You now need to configure the default logging method used by Docker.  NOTE – Doing this will break the docker logs command, but you can find everything in Splunk anyway.  More on that soon.

You will need to override the startup command for dockerd to include some additional options.  You can do this on CentOS7 by creating a /etc/systemd/system/docker.service.d/docker-settings.conf with the following contents;

[Service]
ExecStart=
ExecStart=/usr/bin/dockerd --log-driver=splunk --log-opt splunk-token=PUTYOURTOKENHERE --log-opt splunk-url=https://PUTYOURSPLUNKHOSTHERE:8088 --log-opt tag={{.ImageName}}/{{.Name}}/{{.ID}} --log-opt splunk-insecureskipverify=1

The options should be fairly evident.  The tag= option configures the tag that is attached to the JSON objects outputted by Docker, so it contains the image name, container name, and unique ID for the container.  By default it’ll be just the unique ID, which frankly isn’t very useful post-mortem.  The last option allows the use of the Splunk SSL certificate.  Get rid of this option when you use a proper certificate.

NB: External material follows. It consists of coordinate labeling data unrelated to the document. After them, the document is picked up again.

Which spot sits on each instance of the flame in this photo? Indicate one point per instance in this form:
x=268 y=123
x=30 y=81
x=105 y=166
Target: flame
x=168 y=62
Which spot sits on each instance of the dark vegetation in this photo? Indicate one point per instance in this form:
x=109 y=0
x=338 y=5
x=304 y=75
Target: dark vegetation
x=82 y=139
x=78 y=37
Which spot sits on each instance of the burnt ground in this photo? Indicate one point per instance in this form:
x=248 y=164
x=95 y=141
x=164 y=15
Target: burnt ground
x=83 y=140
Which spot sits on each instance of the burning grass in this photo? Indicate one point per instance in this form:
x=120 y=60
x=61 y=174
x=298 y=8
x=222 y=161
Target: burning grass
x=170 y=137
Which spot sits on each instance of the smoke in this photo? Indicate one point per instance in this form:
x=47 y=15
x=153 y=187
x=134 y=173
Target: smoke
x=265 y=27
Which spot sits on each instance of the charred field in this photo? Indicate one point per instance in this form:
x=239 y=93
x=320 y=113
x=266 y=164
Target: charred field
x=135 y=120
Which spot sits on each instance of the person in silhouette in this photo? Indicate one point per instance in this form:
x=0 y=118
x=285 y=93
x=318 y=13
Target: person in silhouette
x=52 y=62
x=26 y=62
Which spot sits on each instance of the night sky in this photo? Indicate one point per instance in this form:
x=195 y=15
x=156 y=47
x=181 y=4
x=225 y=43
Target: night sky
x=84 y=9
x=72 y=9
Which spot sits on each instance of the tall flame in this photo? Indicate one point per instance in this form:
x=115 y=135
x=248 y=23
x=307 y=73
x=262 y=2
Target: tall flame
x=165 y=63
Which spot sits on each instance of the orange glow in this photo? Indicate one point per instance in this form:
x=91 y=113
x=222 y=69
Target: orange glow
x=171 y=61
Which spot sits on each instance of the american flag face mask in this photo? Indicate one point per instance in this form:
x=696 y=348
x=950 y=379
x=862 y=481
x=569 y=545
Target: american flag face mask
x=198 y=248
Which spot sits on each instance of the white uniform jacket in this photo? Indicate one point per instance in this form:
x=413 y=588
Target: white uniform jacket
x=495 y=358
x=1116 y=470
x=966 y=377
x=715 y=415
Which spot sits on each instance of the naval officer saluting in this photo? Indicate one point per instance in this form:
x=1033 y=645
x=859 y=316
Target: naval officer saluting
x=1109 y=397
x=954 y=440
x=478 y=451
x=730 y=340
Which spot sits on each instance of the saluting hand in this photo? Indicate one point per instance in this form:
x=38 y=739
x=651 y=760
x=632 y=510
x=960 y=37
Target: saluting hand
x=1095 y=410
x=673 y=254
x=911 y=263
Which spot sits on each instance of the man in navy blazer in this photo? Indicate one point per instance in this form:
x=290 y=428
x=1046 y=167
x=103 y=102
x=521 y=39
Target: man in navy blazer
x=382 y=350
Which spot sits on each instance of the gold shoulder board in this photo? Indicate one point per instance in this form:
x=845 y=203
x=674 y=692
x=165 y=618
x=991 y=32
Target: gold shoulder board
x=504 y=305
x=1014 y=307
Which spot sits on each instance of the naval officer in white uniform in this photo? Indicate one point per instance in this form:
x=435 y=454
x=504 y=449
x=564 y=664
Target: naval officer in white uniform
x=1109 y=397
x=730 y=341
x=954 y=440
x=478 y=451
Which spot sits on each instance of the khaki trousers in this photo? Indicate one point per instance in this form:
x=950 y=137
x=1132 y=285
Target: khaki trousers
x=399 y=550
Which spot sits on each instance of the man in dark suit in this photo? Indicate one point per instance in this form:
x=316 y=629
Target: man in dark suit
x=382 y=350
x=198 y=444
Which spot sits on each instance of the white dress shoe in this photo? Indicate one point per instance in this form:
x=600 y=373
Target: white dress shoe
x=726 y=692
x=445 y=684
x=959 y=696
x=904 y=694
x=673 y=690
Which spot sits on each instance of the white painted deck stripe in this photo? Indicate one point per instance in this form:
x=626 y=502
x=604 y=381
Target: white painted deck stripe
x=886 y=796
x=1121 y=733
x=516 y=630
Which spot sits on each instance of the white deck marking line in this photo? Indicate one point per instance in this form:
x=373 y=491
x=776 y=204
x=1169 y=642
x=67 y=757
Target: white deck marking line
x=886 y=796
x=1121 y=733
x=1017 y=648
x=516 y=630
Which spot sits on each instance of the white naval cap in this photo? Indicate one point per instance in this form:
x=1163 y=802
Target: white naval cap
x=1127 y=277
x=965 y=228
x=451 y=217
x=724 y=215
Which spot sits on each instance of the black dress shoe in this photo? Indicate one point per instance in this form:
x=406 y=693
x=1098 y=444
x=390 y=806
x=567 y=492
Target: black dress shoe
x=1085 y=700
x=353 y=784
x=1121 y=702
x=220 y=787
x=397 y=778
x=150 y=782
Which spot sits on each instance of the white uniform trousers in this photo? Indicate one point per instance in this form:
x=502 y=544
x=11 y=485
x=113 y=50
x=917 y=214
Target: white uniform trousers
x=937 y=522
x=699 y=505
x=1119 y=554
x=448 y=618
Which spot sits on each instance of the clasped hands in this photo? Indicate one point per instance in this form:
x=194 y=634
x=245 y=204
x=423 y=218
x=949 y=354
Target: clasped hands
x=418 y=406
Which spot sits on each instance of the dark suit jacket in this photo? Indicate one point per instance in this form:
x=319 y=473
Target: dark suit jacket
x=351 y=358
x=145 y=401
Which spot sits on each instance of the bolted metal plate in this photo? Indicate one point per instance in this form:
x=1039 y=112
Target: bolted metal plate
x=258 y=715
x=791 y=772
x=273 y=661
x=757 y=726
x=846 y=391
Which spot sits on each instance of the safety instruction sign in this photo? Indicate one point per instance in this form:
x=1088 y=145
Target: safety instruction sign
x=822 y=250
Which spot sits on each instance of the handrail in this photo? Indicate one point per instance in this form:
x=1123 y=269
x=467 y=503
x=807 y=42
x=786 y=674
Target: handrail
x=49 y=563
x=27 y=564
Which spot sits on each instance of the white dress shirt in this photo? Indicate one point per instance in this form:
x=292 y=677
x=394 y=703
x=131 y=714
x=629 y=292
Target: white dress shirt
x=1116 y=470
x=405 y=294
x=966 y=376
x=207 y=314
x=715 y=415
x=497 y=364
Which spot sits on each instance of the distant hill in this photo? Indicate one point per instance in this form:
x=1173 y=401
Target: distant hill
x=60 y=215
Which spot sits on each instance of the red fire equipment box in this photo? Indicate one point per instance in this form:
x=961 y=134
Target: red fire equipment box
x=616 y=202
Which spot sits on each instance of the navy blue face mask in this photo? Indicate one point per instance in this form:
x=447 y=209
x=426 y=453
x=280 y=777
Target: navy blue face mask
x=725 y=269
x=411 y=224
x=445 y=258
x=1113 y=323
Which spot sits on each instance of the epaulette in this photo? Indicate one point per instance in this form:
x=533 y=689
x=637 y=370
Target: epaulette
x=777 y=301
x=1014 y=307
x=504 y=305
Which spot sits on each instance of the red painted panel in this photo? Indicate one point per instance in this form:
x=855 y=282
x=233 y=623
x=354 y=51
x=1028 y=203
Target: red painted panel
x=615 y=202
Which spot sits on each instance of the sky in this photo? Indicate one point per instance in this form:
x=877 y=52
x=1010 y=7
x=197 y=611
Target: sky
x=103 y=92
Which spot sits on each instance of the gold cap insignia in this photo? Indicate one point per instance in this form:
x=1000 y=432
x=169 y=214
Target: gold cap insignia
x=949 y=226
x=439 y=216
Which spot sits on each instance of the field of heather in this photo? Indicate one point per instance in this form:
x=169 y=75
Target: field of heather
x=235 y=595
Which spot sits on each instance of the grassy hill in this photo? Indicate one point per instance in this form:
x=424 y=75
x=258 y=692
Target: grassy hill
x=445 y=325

Getting the driver in place

Now you’ve done that, you should be able to restart the Docker host, then reprovision all the containers to change their logging options.  In my case, this is a simple docker-compose down followed by docker-compose up, after a reboot.

The docker logs command will be broken now, but you can instead use Splunk to replicate the functionality, like this;

index=docker host=dockerhost | spath tag | search tag="*mycontainer*" | table _time,line

That will drop out the logs from the last 60 minutes for the container mycontainer running on the host dockerhost.

You can then start doing wizardry like this;

index=docker | spath tag | search tag="nginx*" 
| rex field=line "^(?<remote_addr>\S+) - (?<remote_user>\S+) \[(?<time_local>.+)\] \"(?<request>.+)\" (?<status>\d+) (?<body_bytes>\d+) \"(?<http_referer>.+)\" \"(?<http_user_agent>).+\" \"(?<http_x_forwarded_for>).+\"$"
| rex field=request "^(?<request_method>\S+) (?<request_url>\S+) (?<request_protocol>\S+)$"
| table _time,tag,remote_addr,request_url

To dynamically parse NGINX container logs outputted by Docker, split up the fields, and then list them by time, remote IP, and the URL requested.

I’m sure there’s better ways of doing this (such as parsing the logs at index time instead of at search time), but this way works pretty well and should function as a decent starting point.